A man in New Jersey was admitted to a hospital for atrial fibrillation. The doctors had no information on him and they didn’t know if his issue was chronic or just a one-time thing brought on by a seizure.
This caused a problem because if they treated him via electrical shock (the preferred method), and his fibrillation was caused by a seizure, they could kill him. If they didn’t treat him at all, he could die. By looking at his Fitbit history and his historical heart rate, they determined exactly what happened and saved his life.
This incident made doctors and the medical community look at wellness tech gadgets in a totally new way—making them a vital part of total wellness.
7. You may actually gain weight.
Even though use of the Fitbit can help you move more, new studies show that the added exercise may not only be not enough to help you lose weight—and you actually may end up gaining it.

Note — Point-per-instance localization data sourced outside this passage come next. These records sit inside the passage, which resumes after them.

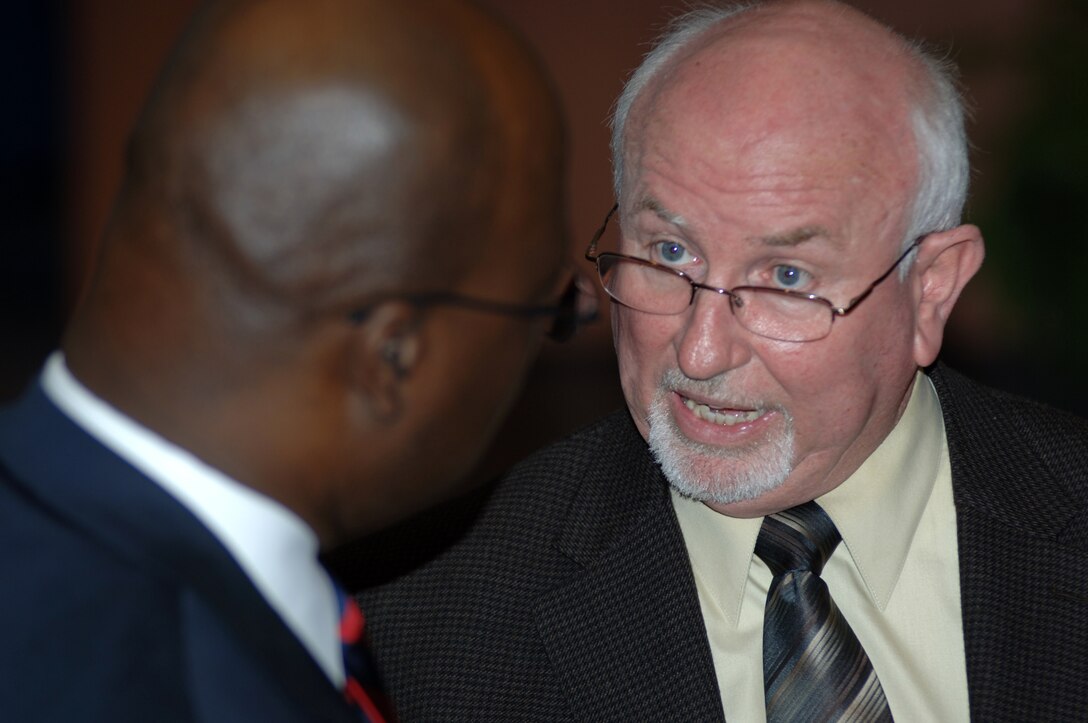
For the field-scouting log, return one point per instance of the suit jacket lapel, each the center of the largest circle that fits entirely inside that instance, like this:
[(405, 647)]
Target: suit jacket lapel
[(118, 506), (1023, 588), (631, 614)]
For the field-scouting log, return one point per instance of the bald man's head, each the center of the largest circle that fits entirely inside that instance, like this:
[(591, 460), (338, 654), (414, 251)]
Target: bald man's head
[(296, 162), (331, 150)]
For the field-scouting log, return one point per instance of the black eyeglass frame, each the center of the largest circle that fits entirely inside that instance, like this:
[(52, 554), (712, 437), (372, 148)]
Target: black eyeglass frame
[(567, 319), (736, 301)]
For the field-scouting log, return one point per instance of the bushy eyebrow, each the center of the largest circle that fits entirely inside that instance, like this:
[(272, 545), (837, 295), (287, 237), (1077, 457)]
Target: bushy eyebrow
[(655, 207), (789, 238)]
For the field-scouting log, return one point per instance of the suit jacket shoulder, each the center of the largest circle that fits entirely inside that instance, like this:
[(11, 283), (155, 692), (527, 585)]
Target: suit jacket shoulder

Researchers believe that this may occur for a couple of reasons. The first may be that, psychologically, you feel the need to reward yourself after completing the daily goal.
This reward most often comes in the form of food, and although the extra exercise burns more calories, most people consume the amount of calories they burned, plus more.
Another reason may be that although the daily Fitbit goal of 10,000 steps can lead to a more active life, it’s not entrirely based on scientific research and doesn’t necessarily lead to weight loss. The daily goal number was decided by a group of doctors who determined that the normal person takes 5,000 steps a day…and double that was do-able, and healthier.